The holidays are here, and I'm feeling so incomplete. I can't explain it, that word, "incomplete", keeps popping into my head. Not finished. I feel like I have so much I want to do, so much that's just not done. I tend to think about things, rather than doing them, until I end up overwhelmed by all of my thoughts, still left with nothing done.
I guess that means it's time to stop thinking, and start doing. Priorities have always been a challenge for me. I tend to spend the bulk of my time doing one thing after another and not ever stopping to *think* about things. To take a moment and make sure that I've already done the things I *should* do or *wanted* to do.
I really have been focusing lately on enjoying the moment.
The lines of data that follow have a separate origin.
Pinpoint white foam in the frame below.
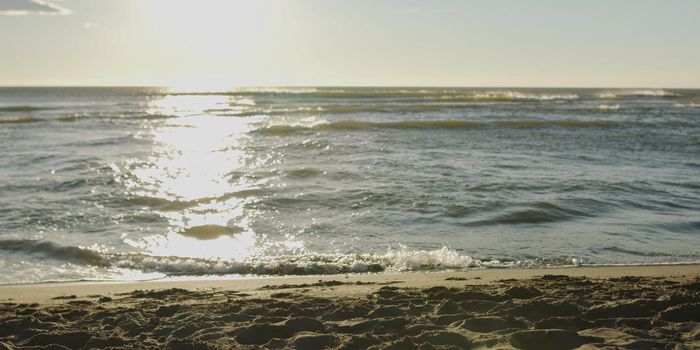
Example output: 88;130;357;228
598;89;677;99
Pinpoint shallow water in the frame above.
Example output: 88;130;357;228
0;88;700;283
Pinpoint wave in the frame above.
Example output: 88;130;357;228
0;106;45;112
0;117;41;124
465;202;592;226
598;89;679;99
256;119;685;135
598;104;620;111
166;88;579;102
0;240;506;275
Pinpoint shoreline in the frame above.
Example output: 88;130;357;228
0;264;700;350
0;263;700;303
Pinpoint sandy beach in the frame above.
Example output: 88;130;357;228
0;265;700;349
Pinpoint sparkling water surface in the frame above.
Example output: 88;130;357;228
0;88;700;283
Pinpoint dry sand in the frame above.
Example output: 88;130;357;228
0;265;700;349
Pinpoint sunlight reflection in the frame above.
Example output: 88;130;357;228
125;95;272;259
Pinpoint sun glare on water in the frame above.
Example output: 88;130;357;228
120;95;278;259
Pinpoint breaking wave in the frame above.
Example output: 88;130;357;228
0;240;516;275
257;119;682;135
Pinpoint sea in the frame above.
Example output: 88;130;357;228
0;87;700;284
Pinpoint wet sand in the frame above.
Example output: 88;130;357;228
0;265;700;349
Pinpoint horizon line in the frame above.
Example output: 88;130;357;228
0;84;700;92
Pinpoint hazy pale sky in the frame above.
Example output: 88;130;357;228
0;0;700;89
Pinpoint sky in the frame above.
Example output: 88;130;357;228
0;0;700;89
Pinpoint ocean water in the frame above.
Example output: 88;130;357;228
0;88;700;283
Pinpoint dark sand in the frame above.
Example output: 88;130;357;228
0;266;700;349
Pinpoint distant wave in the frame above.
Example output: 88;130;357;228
598;104;620;111
257;119;685;135
598;89;678;99
0;117;41;124
0;106;45;112
167;88;579;102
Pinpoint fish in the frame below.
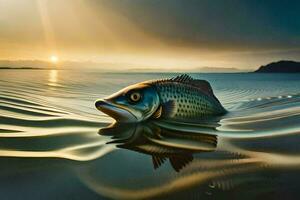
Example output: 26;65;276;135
99;121;218;172
95;74;227;123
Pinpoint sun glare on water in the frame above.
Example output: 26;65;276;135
50;55;58;63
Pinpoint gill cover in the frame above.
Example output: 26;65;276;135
95;83;159;122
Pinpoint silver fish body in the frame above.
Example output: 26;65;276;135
96;75;226;122
153;77;226;121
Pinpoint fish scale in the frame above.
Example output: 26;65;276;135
153;76;224;120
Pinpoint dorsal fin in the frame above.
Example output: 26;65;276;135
170;74;214;96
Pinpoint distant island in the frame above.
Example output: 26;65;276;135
254;60;300;73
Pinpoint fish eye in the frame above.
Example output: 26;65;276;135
129;92;141;102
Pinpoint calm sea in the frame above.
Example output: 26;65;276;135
0;70;300;200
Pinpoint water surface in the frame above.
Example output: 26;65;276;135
0;70;300;199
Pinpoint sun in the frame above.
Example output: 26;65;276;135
50;55;58;63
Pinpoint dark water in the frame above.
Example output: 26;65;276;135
0;70;300;199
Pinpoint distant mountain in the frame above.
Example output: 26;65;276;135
255;60;300;73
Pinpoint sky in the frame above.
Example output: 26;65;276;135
0;0;300;70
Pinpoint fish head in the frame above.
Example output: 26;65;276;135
95;83;159;123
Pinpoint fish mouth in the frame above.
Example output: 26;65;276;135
95;99;138;123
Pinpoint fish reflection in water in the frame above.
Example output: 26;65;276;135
99;121;217;172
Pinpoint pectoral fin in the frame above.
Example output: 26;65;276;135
152;100;176;119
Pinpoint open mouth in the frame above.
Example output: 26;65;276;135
95;99;137;122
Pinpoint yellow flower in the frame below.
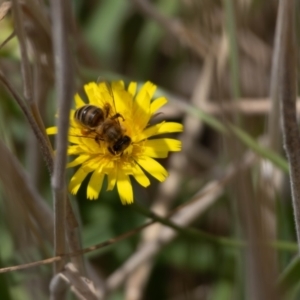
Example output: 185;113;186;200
47;81;183;204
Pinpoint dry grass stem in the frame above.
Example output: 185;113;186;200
12;0;33;103
105;153;256;295
278;0;300;248
0;72;53;174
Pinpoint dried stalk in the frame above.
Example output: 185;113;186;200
12;0;33;103
51;0;74;273
279;0;300;248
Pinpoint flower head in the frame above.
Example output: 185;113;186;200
47;81;183;204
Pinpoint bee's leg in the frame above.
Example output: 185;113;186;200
95;135;104;145
107;147;116;155
111;113;125;121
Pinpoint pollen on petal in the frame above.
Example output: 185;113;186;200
117;170;133;205
103;164;118;191
128;82;137;97
67;154;90;168
136;156;168;182
132;164;150;187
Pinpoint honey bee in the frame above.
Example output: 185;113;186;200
74;82;131;155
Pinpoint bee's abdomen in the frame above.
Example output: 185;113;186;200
74;105;104;128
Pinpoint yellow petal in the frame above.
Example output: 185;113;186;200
111;80;125;90
46;126;57;135
74;94;85;109
117;169;133;205
114;90;133;117
128;82;137;97
150;97;168;115
84;82;102;106
67;154;91;168
67;145;85;155
103;164;118;191
136;156;168;182
139;122;183;140
87;166;105;200
132;164;150;187
69;167;89;195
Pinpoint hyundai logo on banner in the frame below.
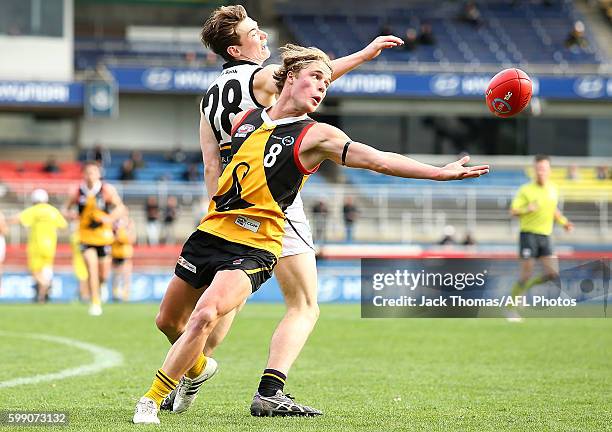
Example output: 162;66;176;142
429;74;461;96
142;68;174;90
85;81;117;118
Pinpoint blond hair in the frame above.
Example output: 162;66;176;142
200;5;247;61
274;44;332;93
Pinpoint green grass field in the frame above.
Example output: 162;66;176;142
0;304;612;431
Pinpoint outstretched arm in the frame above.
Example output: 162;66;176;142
299;123;489;181
253;36;404;99
332;36;404;81
200;113;221;199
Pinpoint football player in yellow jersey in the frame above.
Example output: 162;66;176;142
10;189;68;303
156;5;403;413
111;211;136;301
508;155;574;322
70;231;91;303
132;45;489;423
64;162;125;316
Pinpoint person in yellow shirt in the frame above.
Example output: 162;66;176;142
64;162;125;316
509;155;574;321
10;189;68;303
70;231;91;303
111;211;136;301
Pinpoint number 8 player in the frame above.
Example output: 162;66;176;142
151;2;403;415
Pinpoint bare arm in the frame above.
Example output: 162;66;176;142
104;183;126;222
200;113;221;199
332;36;404;81
299;123;489;181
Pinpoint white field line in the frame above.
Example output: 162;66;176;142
0;331;123;388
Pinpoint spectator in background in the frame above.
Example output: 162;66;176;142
404;28;418;51
145;195;159;246
342;197;358;243
565;164;580;180
86;143;111;167
417;23;436;45
130;150;145;169
162;196;178;244
565;21;589;53
119;159;136;181
183;164;201;182
312;200;329;242
438;225;457;245
461;1;482;27
595;166;608;180
43;156;60;174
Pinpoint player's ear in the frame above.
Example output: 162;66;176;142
287;71;297;84
227;45;240;58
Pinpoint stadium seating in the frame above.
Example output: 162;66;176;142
279;0;604;65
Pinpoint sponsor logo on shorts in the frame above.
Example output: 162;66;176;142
234;216;261;232
234;123;255;138
176;256;197;273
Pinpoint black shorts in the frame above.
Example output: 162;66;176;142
519;232;552;259
81;243;110;258
174;230;276;292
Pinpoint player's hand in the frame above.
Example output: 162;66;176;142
436;156;489;181
361;36;404;61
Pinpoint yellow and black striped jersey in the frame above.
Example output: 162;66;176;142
198;109;317;257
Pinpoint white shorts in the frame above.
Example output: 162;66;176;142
280;194;314;258
0;236;6;264
280;219;314;258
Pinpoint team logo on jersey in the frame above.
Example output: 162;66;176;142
176;256;197;273
213;162;253;212
234;123;255;138
272;135;295;147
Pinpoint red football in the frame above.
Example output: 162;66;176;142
485;68;531;117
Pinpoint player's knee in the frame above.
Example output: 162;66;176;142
287;300;320;322
155;312;184;337
191;306;219;331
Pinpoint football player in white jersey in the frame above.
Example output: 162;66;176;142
156;6;403;412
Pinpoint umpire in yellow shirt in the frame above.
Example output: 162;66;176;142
510;155;574;308
11;189;68;303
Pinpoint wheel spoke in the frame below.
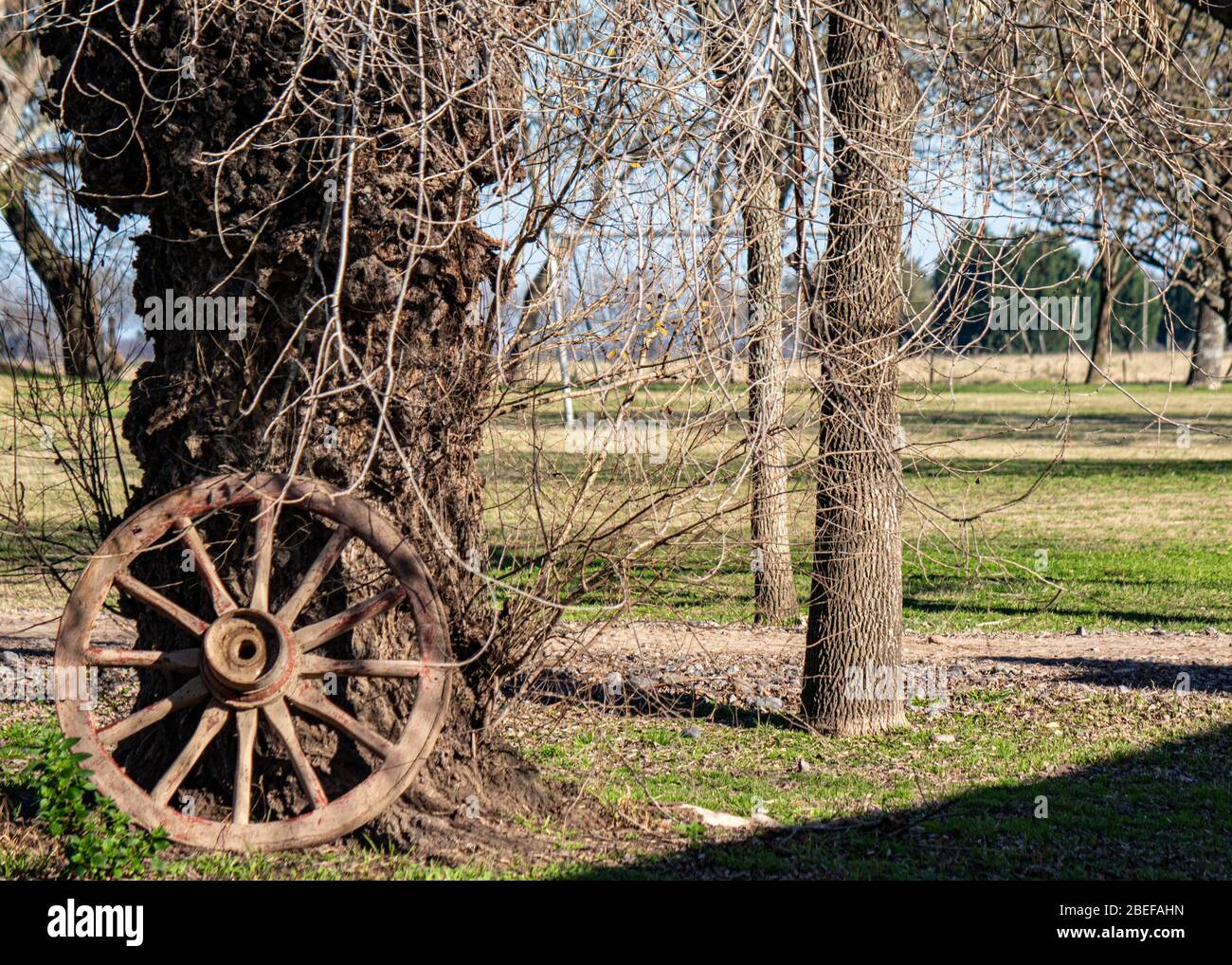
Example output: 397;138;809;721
296;587;407;653
85;647;201;673
99;677;209;747
262;699;329;809
151;702;230;808
287;681;395;758
278;526;352;626
247;497;275;611
299;653;424;679
176;517;237;616
231;710;256;825
116;571;209;637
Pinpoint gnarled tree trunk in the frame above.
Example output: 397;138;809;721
42;0;554;842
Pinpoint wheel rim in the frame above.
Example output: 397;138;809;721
56;475;450;850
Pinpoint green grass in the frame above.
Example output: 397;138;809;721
505;686;1232;879
0;683;1232;880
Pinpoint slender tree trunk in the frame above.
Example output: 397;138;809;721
1079;243;1118;385
1189;290;1227;389
742;166;800;625
45;0;552;845
804;0;916;734
0;180;101;376
698;0;800;625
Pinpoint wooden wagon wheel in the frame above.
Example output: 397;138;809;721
56;475;448;850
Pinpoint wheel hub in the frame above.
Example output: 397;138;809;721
201;610;296;707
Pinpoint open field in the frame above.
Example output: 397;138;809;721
0;612;1232;879
0;356;1232;879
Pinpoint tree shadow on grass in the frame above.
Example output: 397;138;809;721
564;726;1232;880
981;653;1232;694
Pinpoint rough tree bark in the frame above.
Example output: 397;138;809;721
804;0;916;734
740;158;800;625
42;0;554;847
698;0;800;625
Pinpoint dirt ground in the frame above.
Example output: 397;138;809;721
0;609;1232;683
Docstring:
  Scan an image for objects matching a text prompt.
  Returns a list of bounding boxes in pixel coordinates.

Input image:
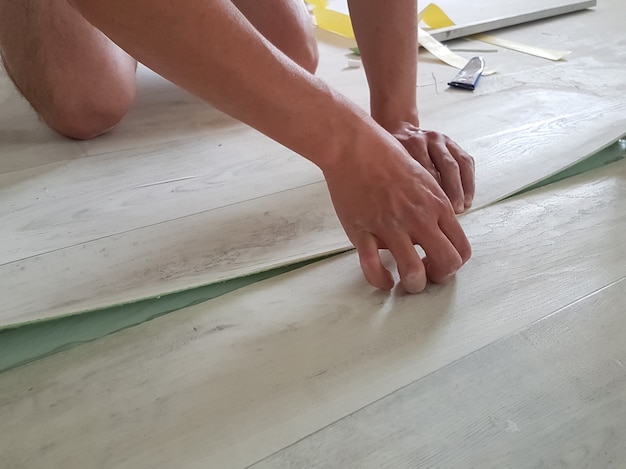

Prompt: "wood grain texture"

[0,162,626,468]
[252,278,626,469]
[0,182,349,327]
[0,1,626,327]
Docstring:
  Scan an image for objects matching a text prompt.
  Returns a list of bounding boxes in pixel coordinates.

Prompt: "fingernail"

[402,274,426,293]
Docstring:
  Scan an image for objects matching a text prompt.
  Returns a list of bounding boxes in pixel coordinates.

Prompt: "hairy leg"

[0,0,137,139]
[233,0,318,73]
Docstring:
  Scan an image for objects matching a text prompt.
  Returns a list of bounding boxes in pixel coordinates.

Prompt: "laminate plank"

[0,129,314,265]
[0,107,626,327]
[0,162,626,468]
[0,182,349,327]
[0,72,84,174]
[252,278,626,469]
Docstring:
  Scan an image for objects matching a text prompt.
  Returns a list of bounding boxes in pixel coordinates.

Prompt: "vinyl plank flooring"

[0,182,349,327]
[0,162,626,468]
[252,278,626,469]
[0,62,626,326]
[0,129,322,265]
[0,2,626,325]
[0,72,85,174]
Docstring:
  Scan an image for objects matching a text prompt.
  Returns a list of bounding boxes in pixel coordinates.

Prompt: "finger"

[414,229,463,283]
[354,233,393,290]
[386,234,427,293]
[439,210,472,264]
[447,140,476,209]
[400,138,441,184]
[429,142,465,213]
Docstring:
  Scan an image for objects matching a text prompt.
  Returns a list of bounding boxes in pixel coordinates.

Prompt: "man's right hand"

[324,129,471,293]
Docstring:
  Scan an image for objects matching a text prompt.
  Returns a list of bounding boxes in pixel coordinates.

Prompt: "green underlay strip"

[0,254,344,372]
[507,135,626,198]
[0,134,626,372]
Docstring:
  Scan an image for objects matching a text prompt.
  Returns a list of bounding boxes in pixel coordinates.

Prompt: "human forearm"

[348,0,419,130]
[73,0,374,169]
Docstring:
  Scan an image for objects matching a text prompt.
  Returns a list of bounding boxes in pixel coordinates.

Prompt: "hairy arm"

[72,0,470,292]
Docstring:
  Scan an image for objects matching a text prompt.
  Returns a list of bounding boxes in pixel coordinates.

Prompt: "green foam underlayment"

[0,136,626,372]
Appreciating the now, looking around me, breathing deeply, whispering a little "thank you" to the universe that I get to be here, I get to see and feel and touch and smell, all the wonderful senses that I hardly pay attention to when I'm caught up in being overwhelmed.
So I try not to be so weighed down by life and all the things we have to do in order to get through it unscathed. Instead, I'm trying to take every little thing for what it is - a little thing, rather than letting all those little things band together to create that one big thing that always knocks me on my ass.
They're little things. I can handle little things one at a time. Whether it be a task, like getting my car fixed or paying a bill, or something to stop and appreciate, like noticing a bird in the parking lot, or a smile on a child, I want to be able to handle it as a singular event. Life doesn't happen in chunks. It happens one moment at a time, one little thing after another.
I want to live within the little things, every single moment.